La décision de la Cour canadienne de l’impôt

[21]           Le juge a conclu que l’appelante devait être tenue solidairement responsable avec la compagnie pour le paiement de la dette de cette dernière à l’égard des déductions à la source non remises. Avant d’expliquer les motifs du juge, je reproduis les dispositions de la LIR qui sont au cœur du débat devant nous :

152. (4) Le ministre peut établir une cotisation, une nouvelle cotisation ou une cotisation supplémentaire concernant l’impôt pour une année d’imposition, ainsi que les intérêts ou les pénalités, qui sont payables par un contribuable en vertu de la présente partie ou donner avis par écrit qu’aucun impôt n’est payable pour l’année à toute personne qui a produit une déclaration de revenu pour une année d’imposition.
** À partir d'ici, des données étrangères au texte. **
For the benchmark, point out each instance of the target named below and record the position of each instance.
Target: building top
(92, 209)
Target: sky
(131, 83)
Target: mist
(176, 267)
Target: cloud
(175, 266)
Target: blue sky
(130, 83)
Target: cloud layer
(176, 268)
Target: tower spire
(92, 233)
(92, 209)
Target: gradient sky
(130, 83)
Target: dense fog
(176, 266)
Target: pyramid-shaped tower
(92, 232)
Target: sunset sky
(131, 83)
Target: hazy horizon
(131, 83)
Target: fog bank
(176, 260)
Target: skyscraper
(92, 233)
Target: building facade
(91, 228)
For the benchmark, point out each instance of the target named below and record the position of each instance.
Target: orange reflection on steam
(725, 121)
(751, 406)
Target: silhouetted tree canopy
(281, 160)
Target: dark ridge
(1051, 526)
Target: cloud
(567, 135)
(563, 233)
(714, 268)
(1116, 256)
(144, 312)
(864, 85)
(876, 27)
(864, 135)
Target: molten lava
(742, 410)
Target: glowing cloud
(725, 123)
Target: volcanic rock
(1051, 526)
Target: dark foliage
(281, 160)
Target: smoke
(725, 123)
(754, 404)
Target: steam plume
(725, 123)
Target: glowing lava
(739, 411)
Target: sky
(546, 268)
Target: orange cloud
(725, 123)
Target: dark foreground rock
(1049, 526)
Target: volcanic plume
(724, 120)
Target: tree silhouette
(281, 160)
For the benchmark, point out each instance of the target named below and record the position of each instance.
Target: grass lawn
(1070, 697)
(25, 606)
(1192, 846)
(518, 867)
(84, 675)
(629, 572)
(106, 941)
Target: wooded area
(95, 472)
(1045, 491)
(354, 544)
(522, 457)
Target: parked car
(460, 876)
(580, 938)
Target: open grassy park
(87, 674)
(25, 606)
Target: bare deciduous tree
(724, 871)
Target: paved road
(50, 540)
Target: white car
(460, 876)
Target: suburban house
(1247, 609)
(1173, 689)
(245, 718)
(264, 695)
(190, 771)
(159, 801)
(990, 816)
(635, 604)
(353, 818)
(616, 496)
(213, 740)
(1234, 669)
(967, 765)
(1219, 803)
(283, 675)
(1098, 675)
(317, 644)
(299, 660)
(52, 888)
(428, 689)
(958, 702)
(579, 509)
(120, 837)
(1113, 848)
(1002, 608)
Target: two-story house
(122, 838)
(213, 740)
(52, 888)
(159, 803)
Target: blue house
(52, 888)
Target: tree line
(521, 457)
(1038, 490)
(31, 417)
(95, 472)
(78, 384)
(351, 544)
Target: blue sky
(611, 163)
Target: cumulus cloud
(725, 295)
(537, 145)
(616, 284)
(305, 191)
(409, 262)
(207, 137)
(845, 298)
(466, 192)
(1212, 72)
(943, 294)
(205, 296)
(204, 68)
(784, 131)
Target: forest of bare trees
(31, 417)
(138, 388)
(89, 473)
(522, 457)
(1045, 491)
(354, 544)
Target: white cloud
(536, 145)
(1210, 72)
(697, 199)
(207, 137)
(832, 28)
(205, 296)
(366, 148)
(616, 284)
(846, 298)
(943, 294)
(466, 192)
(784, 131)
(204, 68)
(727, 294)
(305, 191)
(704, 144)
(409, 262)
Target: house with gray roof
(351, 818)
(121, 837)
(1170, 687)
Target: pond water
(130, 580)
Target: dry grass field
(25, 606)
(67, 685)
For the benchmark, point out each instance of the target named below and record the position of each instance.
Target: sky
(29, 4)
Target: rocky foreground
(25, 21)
Pareille cotisation ne peut être établie après l’expiration de la période normale de nouvelle cotisation applicable au contribuable pour l’année que dans les cas suivants :

a) le contribuable ou la personne produisant la déclaration :

(i) soit a fait une présentation erronée des faits, par négligence, inattention ou omission volontaire, ou a commis quelque fraude en produisant la déclaration ou en fournissant quelque renseignement sous le régime de la présente loi,

 

 

227. (10) Le ministre peut en tout temps, établir une cotisation pour les montants suivants :

a) un montant payable par une personne en vertu des paragraphes (8), (8.1), (8.2), (8.3) ou (8.4) ou 224(4) ou (4.1) ou des articles 227.1 ou 235 ;

b) un montant payable par une personne ou une société de personnes en vertu du paragraphe 237.1(7.4) ;

c) un montant payable par une personne en vertu du paragraphe (10.2) pour défaut par une personne non-résidente d’effectuer une déduction ou une retenue ;

d) un montant payable en vertu de la partie XIII par une personne qui réside au Canada.
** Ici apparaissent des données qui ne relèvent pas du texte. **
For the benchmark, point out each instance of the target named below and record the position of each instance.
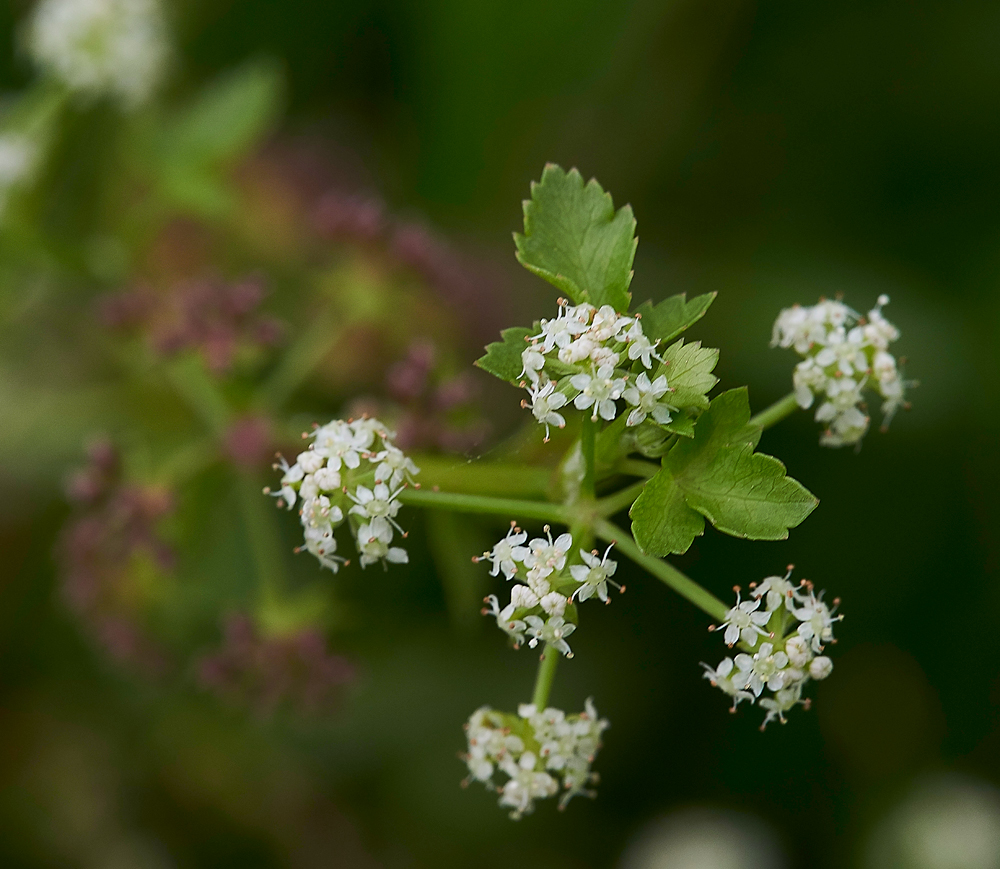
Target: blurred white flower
(96, 47)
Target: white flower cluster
(18, 157)
(539, 606)
(534, 750)
(115, 47)
(794, 625)
(351, 471)
(844, 353)
(587, 356)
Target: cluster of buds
(843, 353)
(353, 472)
(593, 357)
(542, 601)
(534, 750)
(98, 47)
(294, 669)
(220, 320)
(793, 627)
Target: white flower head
(553, 631)
(514, 628)
(646, 396)
(593, 575)
(724, 678)
(599, 390)
(744, 622)
(765, 667)
(508, 552)
(545, 402)
(95, 47)
(373, 545)
(549, 554)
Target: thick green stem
(637, 468)
(620, 500)
(782, 408)
(671, 576)
(483, 477)
(546, 673)
(508, 507)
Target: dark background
(773, 152)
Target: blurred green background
(773, 152)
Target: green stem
(782, 408)
(546, 673)
(620, 500)
(191, 382)
(262, 537)
(509, 507)
(637, 468)
(671, 576)
(302, 358)
(588, 440)
(483, 477)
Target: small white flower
(537, 580)
(377, 503)
(640, 347)
(327, 480)
(522, 597)
(646, 395)
(777, 591)
(545, 401)
(373, 545)
(820, 668)
(744, 622)
(817, 621)
(321, 543)
(723, 677)
(514, 628)
(607, 323)
(554, 603)
(782, 701)
(320, 513)
(508, 552)
(553, 632)
(599, 391)
(593, 575)
(798, 650)
(310, 461)
(532, 363)
(546, 553)
(394, 467)
(763, 668)
(116, 47)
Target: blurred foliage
(773, 153)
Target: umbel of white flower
(117, 48)
(351, 473)
(545, 586)
(784, 629)
(18, 158)
(844, 354)
(592, 358)
(533, 755)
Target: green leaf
(688, 368)
(226, 119)
(717, 475)
(503, 358)
(574, 239)
(672, 316)
(662, 522)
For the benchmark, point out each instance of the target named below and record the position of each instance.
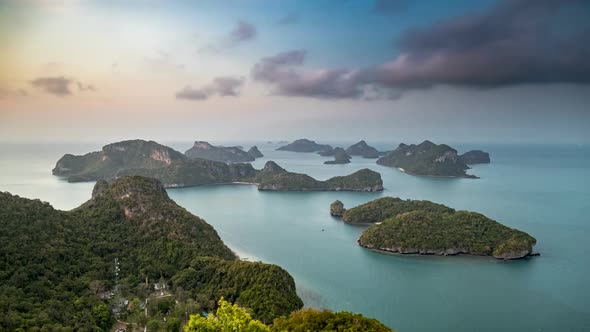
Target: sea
(543, 190)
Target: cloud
(222, 86)
(281, 71)
(514, 42)
(291, 18)
(8, 93)
(59, 86)
(242, 32)
(390, 6)
(85, 87)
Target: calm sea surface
(543, 190)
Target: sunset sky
(397, 70)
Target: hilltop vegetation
(424, 227)
(234, 318)
(461, 232)
(362, 180)
(58, 270)
(173, 169)
(430, 159)
(340, 157)
(382, 208)
(231, 154)
(362, 149)
(305, 145)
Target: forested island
(129, 253)
(174, 169)
(231, 154)
(340, 157)
(431, 159)
(362, 149)
(305, 145)
(427, 228)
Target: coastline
(458, 253)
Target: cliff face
(115, 157)
(362, 149)
(274, 178)
(475, 157)
(447, 233)
(173, 169)
(337, 209)
(426, 158)
(224, 154)
(340, 157)
(305, 145)
(255, 153)
(132, 220)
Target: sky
(381, 70)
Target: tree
(102, 315)
(228, 318)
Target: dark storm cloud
(222, 86)
(514, 42)
(281, 71)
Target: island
(340, 157)
(304, 145)
(273, 177)
(173, 169)
(128, 243)
(327, 153)
(427, 228)
(475, 157)
(337, 209)
(427, 159)
(255, 153)
(380, 209)
(362, 149)
(229, 154)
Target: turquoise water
(543, 190)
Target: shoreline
(418, 254)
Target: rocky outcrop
(337, 209)
(255, 153)
(304, 145)
(115, 157)
(271, 178)
(475, 157)
(340, 157)
(429, 231)
(173, 170)
(362, 149)
(231, 154)
(428, 159)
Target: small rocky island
(431, 159)
(340, 157)
(362, 149)
(226, 154)
(255, 153)
(273, 177)
(305, 145)
(173, 169)
(475, 157)
(427, 228)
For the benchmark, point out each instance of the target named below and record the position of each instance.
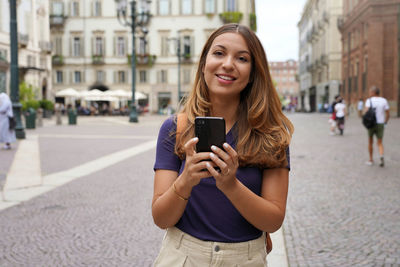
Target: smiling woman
(222, 216)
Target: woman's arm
(172, 191)
(265, 212)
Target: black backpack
(369, 118)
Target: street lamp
(14, 90)
(136, 19)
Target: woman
(7, 135)
(219, 217)
(340, 110)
Les sections I et J de la partie 1 s’appliquent, avec les modifications nécessaires, à tout avis de cotisation que le ministre envoie à la personne ou à la société de personnes.

 

227.1 (1) Lorsqu'une corporation a omis de déduire ou de retenir une somme, tel que prévu au paragraphe 135(3) ou à l'article 153 ou 215, ou a omis de remettre cette somme ou a omis de payer un montant d'impôt en vertu de la Partie VII ou de la Partie VIII pour une année d'imposition, les administrateurs de la corporation, à la date à laquelle la corporation était tenue de déduire, de retenir, de verser ou de payer la somme, sont solidairement responsables, avec la corporation, du paiement de cette somme, incluant tous les intérêts et toutes les pénalités s'y rapportant.

 

227.1 (4) L'action ou les procédures visant le recouvrement d'une somme payable par un administrateur d'une corporation en vertu du paragraphe (1) sont prescrites après deux ans de la date à laquelle l'administrateur cesse pour la dernière fois d'être un administrateur de cette corporation.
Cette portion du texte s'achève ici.